If you prefer to get all your week's shopping done in one trip, it's best to track overall store price trends, and for that we have market research companies. One such survey conducted a few years back found that when it came to food items, Save A Lot's prices were the lowest of the low, beating out not only Aldi, but also even the much-maligned (and sometimes deservedly so) groceries offered by dollar stores (via Cheapism).

Save A Lot names its products after real people

Save A Lot, like Aldi, carries a lot more store-branded products than it does non-generics. We love that some Aldi products have slightly exotic-sounding product lines like Deutsche Küche, and Choceur. But we love more that Save A Lot's products bear names like Ginger Evans baking products, J.Higgs snack chips, Gilmore Gourmet popcorn, McDaniel's coffee, Coburn Farms dairy products, Hargis House chili, and Shaner's frozen chicken.

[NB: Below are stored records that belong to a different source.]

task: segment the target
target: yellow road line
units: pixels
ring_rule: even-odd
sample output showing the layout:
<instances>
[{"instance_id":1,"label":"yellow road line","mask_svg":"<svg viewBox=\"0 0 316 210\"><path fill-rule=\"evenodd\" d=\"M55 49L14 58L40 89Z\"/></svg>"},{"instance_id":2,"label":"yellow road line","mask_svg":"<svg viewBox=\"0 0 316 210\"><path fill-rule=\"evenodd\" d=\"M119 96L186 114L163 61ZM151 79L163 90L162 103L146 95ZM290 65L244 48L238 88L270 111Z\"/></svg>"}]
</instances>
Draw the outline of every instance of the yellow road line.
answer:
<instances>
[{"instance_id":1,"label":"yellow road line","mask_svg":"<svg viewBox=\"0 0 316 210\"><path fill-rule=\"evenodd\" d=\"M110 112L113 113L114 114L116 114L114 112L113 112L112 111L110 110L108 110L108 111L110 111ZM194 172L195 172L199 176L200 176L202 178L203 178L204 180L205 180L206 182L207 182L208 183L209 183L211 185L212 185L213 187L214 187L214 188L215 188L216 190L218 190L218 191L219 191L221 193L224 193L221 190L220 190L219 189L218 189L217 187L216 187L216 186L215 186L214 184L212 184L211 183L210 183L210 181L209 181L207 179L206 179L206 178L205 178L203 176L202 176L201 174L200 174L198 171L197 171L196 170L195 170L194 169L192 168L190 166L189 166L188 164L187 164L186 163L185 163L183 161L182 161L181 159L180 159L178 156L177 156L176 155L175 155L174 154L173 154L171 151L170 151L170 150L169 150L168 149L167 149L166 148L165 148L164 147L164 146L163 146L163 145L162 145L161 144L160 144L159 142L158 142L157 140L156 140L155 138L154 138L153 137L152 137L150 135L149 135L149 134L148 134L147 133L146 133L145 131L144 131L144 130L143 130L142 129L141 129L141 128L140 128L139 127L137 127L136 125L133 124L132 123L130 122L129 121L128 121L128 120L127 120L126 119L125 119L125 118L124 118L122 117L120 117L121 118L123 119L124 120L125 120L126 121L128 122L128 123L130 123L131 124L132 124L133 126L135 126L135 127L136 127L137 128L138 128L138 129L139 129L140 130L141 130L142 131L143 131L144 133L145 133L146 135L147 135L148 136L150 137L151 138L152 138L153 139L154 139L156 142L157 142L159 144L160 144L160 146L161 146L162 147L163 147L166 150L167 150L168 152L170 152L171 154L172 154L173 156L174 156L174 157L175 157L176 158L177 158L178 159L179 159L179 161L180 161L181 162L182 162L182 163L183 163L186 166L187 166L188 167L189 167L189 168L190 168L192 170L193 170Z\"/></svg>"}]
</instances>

While we're not entirely sure who Ginger Evans may be (or even if she's a real person as opposed to Save A Lot's answer to Betty Crocker), we do know the real-life inspirations for some of the other product names. Supermarket News tells us that Joe Higgs was Save A Lot's Chief Financial Officer, Larry Gilmore was their controller, David McDaniel was once VP of grocery purchasing, Coburn was the last name of the mother in law of Save A Lot's former president William Moran, and Mary Hargis was a label artist who presumably designed her namesake chili can. Store Brands adds that Bill Shaner of fried chicken fame was another former Save A Lot president, while the company's World's Fair ice cream novelties are a shout-out to its St. Louis roots.